Mme [X] a fait réaliser un entretien complet du véhicule par la SARL [W] [M] [U], puis des réparations par la SAS Pargny Automobiles en raison d’un défaut du collecteur.
Le 7 novembre 2017, le véhicule est tombé en panne sur l’autoroute.
Le véhicule a été conduit dans les locaux de la société A.P.E.S, exerçant sous l’enseigne Auto Passion, où il a fait l’objet d’une expertise à la demande de l’assureur de protection juridique de Mme [X].
Par acte du 26 mai 2021, Mme [X] a fait assigner la société Auto Expo Villeneuve d’Ascq devant le tribunal judiciaire de Reims afin d’obtenir la résolution de la vente et l’indemnisation de ses préjudices.
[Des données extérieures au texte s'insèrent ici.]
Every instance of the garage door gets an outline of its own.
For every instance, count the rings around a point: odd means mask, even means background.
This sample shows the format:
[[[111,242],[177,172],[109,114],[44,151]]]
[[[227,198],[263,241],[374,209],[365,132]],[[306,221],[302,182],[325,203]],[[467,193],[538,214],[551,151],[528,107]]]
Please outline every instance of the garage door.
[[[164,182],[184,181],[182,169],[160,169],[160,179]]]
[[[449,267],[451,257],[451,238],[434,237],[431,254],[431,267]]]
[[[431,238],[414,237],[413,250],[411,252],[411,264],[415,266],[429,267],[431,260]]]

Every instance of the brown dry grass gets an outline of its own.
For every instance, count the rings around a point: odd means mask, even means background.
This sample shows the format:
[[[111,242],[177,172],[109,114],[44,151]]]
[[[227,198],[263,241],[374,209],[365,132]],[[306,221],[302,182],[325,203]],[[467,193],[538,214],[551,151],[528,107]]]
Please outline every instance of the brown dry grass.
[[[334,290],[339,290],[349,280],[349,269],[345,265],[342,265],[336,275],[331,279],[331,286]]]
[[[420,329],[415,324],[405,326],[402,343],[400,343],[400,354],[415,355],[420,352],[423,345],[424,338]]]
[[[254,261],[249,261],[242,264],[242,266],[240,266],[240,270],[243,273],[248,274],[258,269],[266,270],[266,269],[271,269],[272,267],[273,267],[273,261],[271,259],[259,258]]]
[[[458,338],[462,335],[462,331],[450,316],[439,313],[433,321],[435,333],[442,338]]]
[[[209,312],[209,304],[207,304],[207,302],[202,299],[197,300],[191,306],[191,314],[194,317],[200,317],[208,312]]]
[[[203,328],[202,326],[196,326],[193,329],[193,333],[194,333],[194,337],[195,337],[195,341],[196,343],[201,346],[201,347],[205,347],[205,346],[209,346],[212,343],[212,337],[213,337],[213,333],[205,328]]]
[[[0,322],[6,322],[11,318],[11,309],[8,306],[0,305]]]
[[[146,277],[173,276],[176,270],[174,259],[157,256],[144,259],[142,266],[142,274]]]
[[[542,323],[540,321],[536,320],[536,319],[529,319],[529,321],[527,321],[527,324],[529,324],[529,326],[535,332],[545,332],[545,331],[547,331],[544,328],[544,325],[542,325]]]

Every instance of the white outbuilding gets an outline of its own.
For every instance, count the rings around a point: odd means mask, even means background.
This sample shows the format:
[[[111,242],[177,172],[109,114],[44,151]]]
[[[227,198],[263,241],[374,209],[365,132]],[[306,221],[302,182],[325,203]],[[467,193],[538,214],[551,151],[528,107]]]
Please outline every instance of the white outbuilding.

Par actes des 22 novembre et 2 décembre 2021, elle a en outre fait assigner la société [W] [M] [U], la société Pargny Automobile et la société A.P.E.S.
Le juge de la mise en état, saisi par Mme [X], a ordonné une mesure d’expertise par ordonnance du 5 juillet 2022. La mesure a été confiée en dernier lieu à M. [B] [I], qui a déposé son rapport le 27 juin 2023.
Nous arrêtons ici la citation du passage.